Let $S_n$ denote the symmetric group on $n$ letters.

Let $\sigma \in S_n$.

Let $\mathcal R \paren \sigma$ denote the equivalence defined in Permutation Induces Equivalence Relation.

Let $i \in \N^*_{\le n}$.


Then:

$i \in \Fix \sigma$ if and only if $\eqclass i {\mathcal R \paren \sigma} = \set i$

where:

$\eqclass i {\mathcal R \paren \sigma}$ denotes the equivalence class of $i$ under $\mathcal R \paren \sigma$
$\Fix \sigma$ denotes the set of fixed elements of $\sigma$.


Corollary

$i \notin \Fix \sigma$ if and only if $\eqclass i {\mathcal R \paren \sigma}$ contains more than one element


Proof

By the definition of an equivalence relation it is easily seen that $\set i \subseteq \eqclass i {\mathcal R \paren \sigma}$.

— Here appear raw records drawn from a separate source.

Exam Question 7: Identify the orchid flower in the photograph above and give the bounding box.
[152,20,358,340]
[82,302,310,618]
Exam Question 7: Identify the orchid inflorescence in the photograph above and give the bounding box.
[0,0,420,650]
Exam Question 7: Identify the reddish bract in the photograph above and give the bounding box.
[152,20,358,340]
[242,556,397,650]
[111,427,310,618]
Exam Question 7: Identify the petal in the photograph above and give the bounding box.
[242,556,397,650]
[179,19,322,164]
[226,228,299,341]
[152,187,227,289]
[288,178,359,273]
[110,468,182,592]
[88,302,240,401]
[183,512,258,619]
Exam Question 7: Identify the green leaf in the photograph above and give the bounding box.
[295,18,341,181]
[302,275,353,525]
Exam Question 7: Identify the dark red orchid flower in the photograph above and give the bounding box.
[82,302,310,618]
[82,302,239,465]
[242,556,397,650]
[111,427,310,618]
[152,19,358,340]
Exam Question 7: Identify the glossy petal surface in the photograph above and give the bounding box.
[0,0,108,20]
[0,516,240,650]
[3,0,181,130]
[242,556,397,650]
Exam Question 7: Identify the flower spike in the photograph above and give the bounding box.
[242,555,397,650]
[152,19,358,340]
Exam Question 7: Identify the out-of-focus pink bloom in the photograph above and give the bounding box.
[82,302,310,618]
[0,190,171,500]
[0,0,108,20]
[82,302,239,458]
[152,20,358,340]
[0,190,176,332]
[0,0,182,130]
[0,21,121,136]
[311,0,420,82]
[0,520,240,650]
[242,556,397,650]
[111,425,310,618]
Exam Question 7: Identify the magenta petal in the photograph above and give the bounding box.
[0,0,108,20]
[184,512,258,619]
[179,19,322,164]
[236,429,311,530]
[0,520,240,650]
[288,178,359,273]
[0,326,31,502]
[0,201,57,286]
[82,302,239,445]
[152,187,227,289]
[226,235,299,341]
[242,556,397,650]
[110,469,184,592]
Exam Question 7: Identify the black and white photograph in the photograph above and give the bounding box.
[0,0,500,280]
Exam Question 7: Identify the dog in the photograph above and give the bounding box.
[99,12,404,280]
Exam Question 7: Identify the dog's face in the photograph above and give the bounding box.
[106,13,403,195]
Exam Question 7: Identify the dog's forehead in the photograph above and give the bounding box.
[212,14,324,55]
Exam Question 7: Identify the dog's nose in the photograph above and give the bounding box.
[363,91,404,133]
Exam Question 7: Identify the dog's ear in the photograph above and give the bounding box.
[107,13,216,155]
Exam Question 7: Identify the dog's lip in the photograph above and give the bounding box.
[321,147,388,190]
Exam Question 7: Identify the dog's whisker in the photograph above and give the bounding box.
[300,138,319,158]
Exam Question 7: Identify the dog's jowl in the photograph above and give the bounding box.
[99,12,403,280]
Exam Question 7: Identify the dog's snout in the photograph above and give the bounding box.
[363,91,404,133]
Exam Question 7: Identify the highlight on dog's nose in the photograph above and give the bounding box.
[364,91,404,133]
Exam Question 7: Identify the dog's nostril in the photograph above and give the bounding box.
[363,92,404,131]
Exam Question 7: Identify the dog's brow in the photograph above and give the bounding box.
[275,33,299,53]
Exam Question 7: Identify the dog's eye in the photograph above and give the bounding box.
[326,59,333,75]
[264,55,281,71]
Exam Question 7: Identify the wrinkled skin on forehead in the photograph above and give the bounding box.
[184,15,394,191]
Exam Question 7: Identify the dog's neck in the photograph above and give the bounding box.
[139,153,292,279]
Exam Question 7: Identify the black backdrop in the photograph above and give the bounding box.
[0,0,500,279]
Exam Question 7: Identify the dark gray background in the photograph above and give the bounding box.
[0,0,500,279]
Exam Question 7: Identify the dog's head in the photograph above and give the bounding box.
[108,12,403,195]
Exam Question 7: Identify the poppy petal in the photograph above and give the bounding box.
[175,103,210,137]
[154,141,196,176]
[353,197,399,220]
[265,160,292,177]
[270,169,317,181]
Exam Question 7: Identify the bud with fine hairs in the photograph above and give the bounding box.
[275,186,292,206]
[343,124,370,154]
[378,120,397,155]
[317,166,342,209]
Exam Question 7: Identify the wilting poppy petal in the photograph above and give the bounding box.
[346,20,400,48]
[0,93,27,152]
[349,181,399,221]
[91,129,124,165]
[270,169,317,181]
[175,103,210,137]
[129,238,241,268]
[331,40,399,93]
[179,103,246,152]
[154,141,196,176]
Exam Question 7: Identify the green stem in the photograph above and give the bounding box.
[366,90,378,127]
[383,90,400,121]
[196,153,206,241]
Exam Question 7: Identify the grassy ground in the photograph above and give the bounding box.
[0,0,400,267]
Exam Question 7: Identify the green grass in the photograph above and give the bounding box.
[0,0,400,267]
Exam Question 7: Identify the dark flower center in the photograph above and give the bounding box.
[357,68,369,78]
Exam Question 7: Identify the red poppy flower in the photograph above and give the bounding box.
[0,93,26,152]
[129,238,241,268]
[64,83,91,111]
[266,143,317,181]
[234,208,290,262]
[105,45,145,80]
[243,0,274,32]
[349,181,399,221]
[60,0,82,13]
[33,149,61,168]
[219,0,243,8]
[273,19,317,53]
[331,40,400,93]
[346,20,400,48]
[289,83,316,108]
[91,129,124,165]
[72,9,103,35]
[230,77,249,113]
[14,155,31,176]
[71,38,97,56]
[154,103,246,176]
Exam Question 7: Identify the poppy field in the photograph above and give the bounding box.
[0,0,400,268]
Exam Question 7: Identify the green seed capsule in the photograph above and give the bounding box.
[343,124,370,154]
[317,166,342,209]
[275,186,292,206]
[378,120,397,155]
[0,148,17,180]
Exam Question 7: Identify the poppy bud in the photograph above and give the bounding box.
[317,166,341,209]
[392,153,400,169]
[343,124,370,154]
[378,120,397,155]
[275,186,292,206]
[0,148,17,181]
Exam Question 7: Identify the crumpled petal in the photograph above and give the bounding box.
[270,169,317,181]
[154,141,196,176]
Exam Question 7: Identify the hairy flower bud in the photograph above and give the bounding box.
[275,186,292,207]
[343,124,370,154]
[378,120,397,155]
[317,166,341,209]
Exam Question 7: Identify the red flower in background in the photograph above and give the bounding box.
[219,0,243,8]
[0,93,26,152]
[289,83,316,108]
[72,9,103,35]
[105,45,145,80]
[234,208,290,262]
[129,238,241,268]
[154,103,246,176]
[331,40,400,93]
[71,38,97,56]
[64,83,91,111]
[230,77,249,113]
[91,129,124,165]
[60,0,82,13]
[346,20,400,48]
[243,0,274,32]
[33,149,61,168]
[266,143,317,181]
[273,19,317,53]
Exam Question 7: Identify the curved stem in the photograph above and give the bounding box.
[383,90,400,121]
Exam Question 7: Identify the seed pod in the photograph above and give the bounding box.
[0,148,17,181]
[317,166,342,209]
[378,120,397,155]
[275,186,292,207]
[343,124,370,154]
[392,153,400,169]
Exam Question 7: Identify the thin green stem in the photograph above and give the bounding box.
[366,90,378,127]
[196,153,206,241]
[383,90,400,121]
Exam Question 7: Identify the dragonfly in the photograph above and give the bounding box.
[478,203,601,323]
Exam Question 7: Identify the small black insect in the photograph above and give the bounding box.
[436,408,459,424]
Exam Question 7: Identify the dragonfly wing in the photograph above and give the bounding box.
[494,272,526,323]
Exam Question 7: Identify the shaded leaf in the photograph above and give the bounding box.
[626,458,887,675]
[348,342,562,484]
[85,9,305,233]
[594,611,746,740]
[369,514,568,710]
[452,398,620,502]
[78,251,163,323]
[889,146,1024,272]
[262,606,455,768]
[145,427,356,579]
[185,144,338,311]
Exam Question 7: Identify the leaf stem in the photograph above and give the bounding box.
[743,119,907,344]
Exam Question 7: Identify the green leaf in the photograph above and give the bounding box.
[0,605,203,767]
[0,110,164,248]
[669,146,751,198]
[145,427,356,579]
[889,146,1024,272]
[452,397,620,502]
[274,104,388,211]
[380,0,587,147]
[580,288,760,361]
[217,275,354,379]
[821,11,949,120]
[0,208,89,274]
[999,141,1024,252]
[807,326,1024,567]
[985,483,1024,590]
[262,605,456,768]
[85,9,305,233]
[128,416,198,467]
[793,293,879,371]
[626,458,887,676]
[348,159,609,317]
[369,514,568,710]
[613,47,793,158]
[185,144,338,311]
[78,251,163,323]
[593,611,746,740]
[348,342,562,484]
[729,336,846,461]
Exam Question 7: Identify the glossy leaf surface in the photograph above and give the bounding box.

Suppose that $i \in \Fix \sigma$.

Let $j \in \eqclass i {\mathcal R \paren \sigma}$.


Then by Condition for Membership of Equivalence Class and Permutation Induces Equivalence Relation:

$j \in \eqclass i {\mathcal R \paren \sigma} \iff i \mathrel {\mathcal R_\sigma} j \implies \exists m \in \Z: \sigma^m \paren i = j$


And by Fixed Point of Permutation is Fixed Point of Power:

$\sigma^m \paren i = i \implies i = j$


Therefore:

$\eqclass i {\mathcal R \paren \sigma} \subseteq \set i$

and so:

$\eqclass i {\mathcal R \paren \sigma} = \set i$

$\Box$


For the converse, suppose that:

$\eqclass i {\mathcal R \paren \sigma} = \set i$.


It is seen that:

$i \mathrel {\mathcal R_\sigma} \sigma \paren i \iff \sigma \paren i \in \eqclass i {\mathcal R \paren \sigma}$

Therefore:

$\sigma \paren i = i \implies i \in \Fix \sigma$


Hence the result.

$\blacksquare$